Lucky for her it didn't get away.


----------



## SteelCityDozer (Aug 25, 2011)

That's too funny. Such a personality thinking for herself.


----------



## harrigab (Aug 21, 2011)

ha ha ha...love it! ;D ;D


----------



## Oquirrh the V (Jun 24, 2011)

This cracks me up. I could see Oquirrh doing this. He will try to shake off while he's still in the water.


----------



## SkyyMax (Apr 5, 2012)

So funny!!!!!
TXRed, your V's are so clever - Cash playing with a light switch, June never fails to entertain


----------



## texasred (Jan 29, 2012)

June is June, and always has to learn by trial and error. Out of this world natural talent, but less hunt drive than the other two Vs at the house.
With her I will need to setup a training scenario, where the bird gets away from her. That way she learns on her own, that its a bad idea to set a bird down. June is a natural retriever, and likes to bring and show me her prize. If she doesn't bring it to hand, I ignore her and just walk away. She has to chase me down to give it to me.

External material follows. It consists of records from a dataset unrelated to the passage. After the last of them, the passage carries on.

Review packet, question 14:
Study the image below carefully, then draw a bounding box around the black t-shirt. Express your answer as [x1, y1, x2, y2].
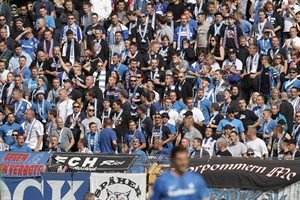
[135, 117, 153, 137]
[68, 89, 81, 101]
[167, 3, 185, 21]
[190, 149, 210, 158]
[236, 110, 258, 130]
[260, 67, 270, 94]
[216, 150, 232, 157]
[220, 25, 243, 49]
[151, 126, 171, 148]
[132, 24, 154, 53]
[112, 110, 130, 143]
[85, 24, 106, 50]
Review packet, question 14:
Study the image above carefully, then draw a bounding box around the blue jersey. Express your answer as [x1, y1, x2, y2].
[100, 128, 117, 153]
[130, 150, 148, 173]
[10, 142, 32, 152]
[13, 99, 31, 124]
[150, 172, 209, 200]
[0, 123, 24, 146]
[171, 101, 187, 113]
[124, 130, 146, 148]
[23, 78, 37, 94]
[31, 100, 52, 121]
[14, 67, 31, 79]
[20, 37, 40, 60]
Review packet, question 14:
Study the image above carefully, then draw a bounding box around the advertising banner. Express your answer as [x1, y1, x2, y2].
[90, 173, 146, 200]
[189, 158, 300, 191]
[0, 173, 90, 200]
[0, 152, 51, 177]
[52, 153, 138, 172]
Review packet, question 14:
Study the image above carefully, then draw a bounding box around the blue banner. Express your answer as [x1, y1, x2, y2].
[0, 173, 90, 200]
[0, 152, 51, 177]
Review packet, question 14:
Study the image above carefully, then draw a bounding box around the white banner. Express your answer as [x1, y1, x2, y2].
[90, 173, 146, 200]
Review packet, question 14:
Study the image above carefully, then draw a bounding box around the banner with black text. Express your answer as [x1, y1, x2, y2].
[189, 157, 300, 191]
[90, 173, 146, 200]
[52, 153, 138, 172]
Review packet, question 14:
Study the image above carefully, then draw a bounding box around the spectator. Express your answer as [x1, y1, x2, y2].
[228, 131, 247, 157]
[84, 122, 100, 153]
[246, 128, 269, 159]
[190, 138, 210, 158]
[216, 138, 232, 157]
[287, 139, 300, 160]
[50, 117, 75, 152]
[100, 119, 118, 154]
[10, 135, 32, 152]
[22, 109, 44, 152]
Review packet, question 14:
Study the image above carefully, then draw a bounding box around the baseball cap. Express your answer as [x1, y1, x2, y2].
[183, 110, 193, 117]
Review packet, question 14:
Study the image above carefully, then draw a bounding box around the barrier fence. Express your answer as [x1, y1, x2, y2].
[0, 152, 300, 200]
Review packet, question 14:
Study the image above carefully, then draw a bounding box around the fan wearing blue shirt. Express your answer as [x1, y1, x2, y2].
[194, 89, 212, 125]
[31, 90, 52, 124]
[100, 119, 117, 154]
[10, 135, 32, 152]
[12, 89, 31, 124]
[109, 53, 128, 77]
[150, 146, 209, 200]
[14, 55, 31, 79]
[0, 113, 24, 146]
[257, 109, 277, 144]
[123, 120, 146, 153]
[217, 108, 246, 143]
[128, 138, 148, 173]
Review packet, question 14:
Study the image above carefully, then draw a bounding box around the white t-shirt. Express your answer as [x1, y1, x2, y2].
[159, 109, 179, 126]
[282, 0, 300, 32]
[222, 58, 243, 71]
[246, 138, 268, 158]
[179, 107, 204, 122]
[21, 119, 44, 150]
[228, 142, 247, 157]
[57, 99, 74, 122]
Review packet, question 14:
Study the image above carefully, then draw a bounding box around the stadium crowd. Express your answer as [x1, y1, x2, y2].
[0, 0, 300, 162]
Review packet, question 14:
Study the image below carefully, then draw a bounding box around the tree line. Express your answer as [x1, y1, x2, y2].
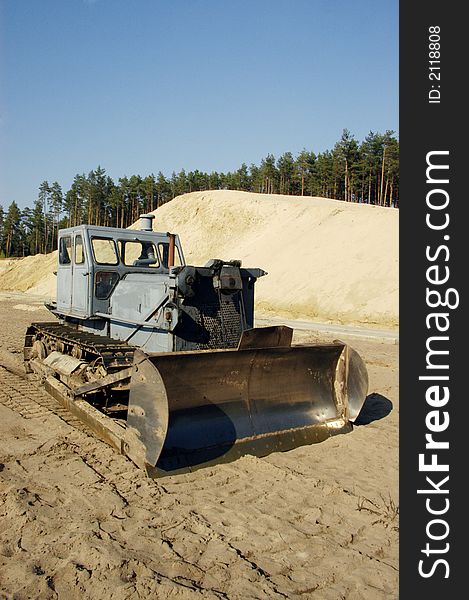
[0, 129, 399, 257]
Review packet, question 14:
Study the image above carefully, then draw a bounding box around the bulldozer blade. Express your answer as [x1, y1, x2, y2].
[128, 336, 368, 476]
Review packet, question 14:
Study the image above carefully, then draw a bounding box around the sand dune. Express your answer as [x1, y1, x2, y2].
[0, 190, 399, 327]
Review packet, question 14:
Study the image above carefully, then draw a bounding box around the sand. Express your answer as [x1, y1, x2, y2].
[0, 192, 399, 600]
[0, 190, 399, 328]
[0, 293, 399, 600]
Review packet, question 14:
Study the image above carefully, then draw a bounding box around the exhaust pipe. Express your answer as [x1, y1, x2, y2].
[140, 215, 155, 231]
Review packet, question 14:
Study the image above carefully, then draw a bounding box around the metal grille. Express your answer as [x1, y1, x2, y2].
[197, 294, 242, 350]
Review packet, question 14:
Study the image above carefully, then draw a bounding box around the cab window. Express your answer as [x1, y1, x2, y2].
[75, 235, 85, 265]
[120, 240, 160, 268]
[59, 235, 72, 265]
[91, 237, 119, 265]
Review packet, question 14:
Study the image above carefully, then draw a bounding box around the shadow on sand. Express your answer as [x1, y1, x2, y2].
[354, 394, 393, 425]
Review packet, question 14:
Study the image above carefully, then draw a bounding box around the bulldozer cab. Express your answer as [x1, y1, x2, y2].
[57, 225, 185, 319]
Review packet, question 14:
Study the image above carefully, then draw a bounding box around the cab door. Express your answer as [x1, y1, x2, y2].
[57, 233, 73, 314]
[72, 233, 90, 317]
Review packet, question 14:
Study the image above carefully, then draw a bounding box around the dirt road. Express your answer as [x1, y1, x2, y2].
[0, 293, 399, 600]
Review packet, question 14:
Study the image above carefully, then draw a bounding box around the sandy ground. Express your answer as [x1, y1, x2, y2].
[0, 292, 399, 600]
[0, 190, 399, 328]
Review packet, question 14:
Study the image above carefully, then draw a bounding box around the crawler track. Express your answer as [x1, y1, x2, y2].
[24, 322, 134, 372]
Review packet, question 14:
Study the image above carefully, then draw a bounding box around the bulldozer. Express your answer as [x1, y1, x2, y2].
[24, 214, 368, 477]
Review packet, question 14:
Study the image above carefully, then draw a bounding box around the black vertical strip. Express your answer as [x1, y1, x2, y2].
[400, 0, 469, 600]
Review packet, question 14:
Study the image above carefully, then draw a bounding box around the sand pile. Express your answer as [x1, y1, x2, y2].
[138, 190, 399, 327]
[0, 190, 398, 327]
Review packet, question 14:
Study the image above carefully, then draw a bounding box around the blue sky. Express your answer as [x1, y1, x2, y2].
[0, 0, 398, 208]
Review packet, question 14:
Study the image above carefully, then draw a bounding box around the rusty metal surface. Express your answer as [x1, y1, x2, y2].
[126, 343, 368, 474]
[238, 325, 293, 350]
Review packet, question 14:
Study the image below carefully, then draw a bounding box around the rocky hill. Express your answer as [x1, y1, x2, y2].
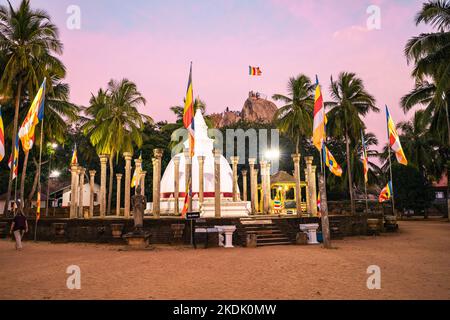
[209, 92, 278, 128]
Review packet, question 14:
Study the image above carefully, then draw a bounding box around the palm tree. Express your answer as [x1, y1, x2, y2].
[0, 0, 65, 214]
[272, 74, 315, 153]
[325, 72, 380, 214]
[82, 79, 153, 213]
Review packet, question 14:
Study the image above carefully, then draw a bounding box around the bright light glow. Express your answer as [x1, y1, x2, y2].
[50, 170, 61, 178]
[266, 149, 280, 160]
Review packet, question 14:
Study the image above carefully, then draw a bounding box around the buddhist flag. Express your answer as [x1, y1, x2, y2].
[183, 62, 195, 157]
[313, 76, 326, 152]
[323, 144, 342, 177]
[386, 106, 408, 166]
[378, 181, 392, 203]
[0, 107, 5, 161]
[36, 191, 41, 220]
[361, 131, 369, 183]
[70, 144, 78, 166]
[248, 66, 262, 76]
[8, 136, 19, 180]
[19, 79, 46, 152]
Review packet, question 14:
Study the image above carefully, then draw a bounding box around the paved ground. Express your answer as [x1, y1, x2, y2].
[0, 221, 450, 300]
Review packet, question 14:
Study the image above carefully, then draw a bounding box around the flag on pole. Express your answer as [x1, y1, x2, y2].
[19, 79, 46, 152]
[8, 136, 19, 180]
[70, 143, 78, 166]
[248, 66, 262, 76]
[36, 191, 41, 221]
[313, 76, 326, 152]
[386, 106, 408, 166]
[0, 106, 5, 161]
[323, 144, 342, 177]
[378, 181, 392, 203]
[183, 63, 195, 157]
[361, 131, 369, 183]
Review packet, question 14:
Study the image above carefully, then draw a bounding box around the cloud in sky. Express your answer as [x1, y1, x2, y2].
[9, 0, 423, 148]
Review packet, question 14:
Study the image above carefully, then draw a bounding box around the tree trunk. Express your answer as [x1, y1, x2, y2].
[3, 78, 22, 215]
[345, 132, 355, 215]
[20, 151, 30, 203]
[106, 152, 114, 214]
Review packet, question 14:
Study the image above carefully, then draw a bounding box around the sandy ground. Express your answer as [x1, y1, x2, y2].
[0, 221, 450, 299]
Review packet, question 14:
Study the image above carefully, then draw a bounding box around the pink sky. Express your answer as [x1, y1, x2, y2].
[16, 0, 432, 143]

Cash would have been in trouble if he put down a cripple.
NO, Fetch, followed by either Heel or Here would be the commands given to him. Cash has be force fetched, and is used on hundreds of water retrieves each year.

Its been to easy to go with the dog that's already farther ahead in hunt training, on hunts. I need to start giving June more time.


----------



## sniper john (Jun 17, 2010)

This was something I struggled with training Dash when I had a retriever hunt test coming up. Finally I thought we had it beat with no more drops. Then at the retriever hunt test, we had one land retrieve where he dropped the bird about 10 feet away from line near the end of the retrieve. No chance to do a JH handler grab before he dropped it. He looked at me like he knew I could not do or say anything. So close, but so far away. Judge whispered it was ok, give him a chance. He peed, peed a long time, peed a lot, then picked it back up, and finished the retrieve to hand. A pass, but lesson learned to not volunteer to run first if you have not time to properly air the dog well.


----------